An elderly lady expressed dramatic relief during the interview when she learned that the phantom limb sensation was normal. She was afraid to share the experience until she was told how common it was. "I knew I had lost my leg, but I was afraid I was beginning to lose my mind," she said.
In commenting on the value of the Limb Viability Service, one patient observed: "I never realized how lucky I was to have been treated here until I talked with other amputees who had no specific support at other hospitals. They have very little idea of what's happening or what's coming. Things went so much more smoothly for me."

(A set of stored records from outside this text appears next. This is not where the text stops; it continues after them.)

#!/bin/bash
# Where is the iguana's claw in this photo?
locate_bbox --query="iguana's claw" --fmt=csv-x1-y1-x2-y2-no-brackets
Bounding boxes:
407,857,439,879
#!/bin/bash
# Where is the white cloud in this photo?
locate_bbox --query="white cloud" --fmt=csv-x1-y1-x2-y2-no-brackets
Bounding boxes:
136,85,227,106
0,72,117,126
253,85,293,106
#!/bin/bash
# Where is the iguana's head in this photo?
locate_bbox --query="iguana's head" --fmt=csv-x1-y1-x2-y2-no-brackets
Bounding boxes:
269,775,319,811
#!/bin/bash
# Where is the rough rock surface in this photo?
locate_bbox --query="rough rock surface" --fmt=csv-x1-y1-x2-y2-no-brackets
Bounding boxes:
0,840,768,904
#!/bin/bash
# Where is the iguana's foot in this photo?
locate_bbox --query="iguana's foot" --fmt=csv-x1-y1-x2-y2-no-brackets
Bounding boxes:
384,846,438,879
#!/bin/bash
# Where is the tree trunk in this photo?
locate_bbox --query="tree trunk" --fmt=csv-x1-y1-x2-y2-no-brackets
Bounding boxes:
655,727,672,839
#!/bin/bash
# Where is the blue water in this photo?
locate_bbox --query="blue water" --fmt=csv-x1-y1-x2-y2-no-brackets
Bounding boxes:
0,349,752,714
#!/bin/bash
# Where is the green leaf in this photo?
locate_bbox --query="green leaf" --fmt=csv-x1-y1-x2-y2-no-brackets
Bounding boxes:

We have found the interview technique outlined in this paper to be extremely useful in enhancing the care and rehabilitation of our amputee patients, and we recommend its use in all centers handling this patient population. This interview technique need not be confined to major trauma centers with specific amputee rehabilitation programs; it can easily be adopted by smaller hospitals as well. In this case the interview could be conducted by a physician, nurse, social worker, physical therapist, or other health care professional. All that is required is sensitivity to patient needs and the willingness to invest some time in providing information and support to the new amputee.
- Alpert, S.H., "The Psychological Aspects of Amputation Surgery," Orthotics and Prosthetics, 36, 1982-1983, pp. 50-56.
- Division of Health Care Statistics, National Center for Health Statistics, Hyattsville, MD. Unpublished data from the 1981 National Hospital Discharge Survey.
- Fishman, S., "Amputation," Psychological Practices with the Physically Disabled. Garret, J.F., Levine, E.S. (eds). New York, Columbia University Press, 1961.
- Hoover, R.M., "Problems and Complications of Amputees, Clin. Orthop., 37, 1964, pp. 47-52.
- Pedersen, H.E., "The Problem of the Geriatric Amputee," Artificial Limb, 12, 1968, pp. i-iii.
- Vitali, M. and E.E. Harris, "Prosthetic Management of the Elderly Lower Limb Amputee," Clin. Orthop., 37, 1964, pp. 61-68.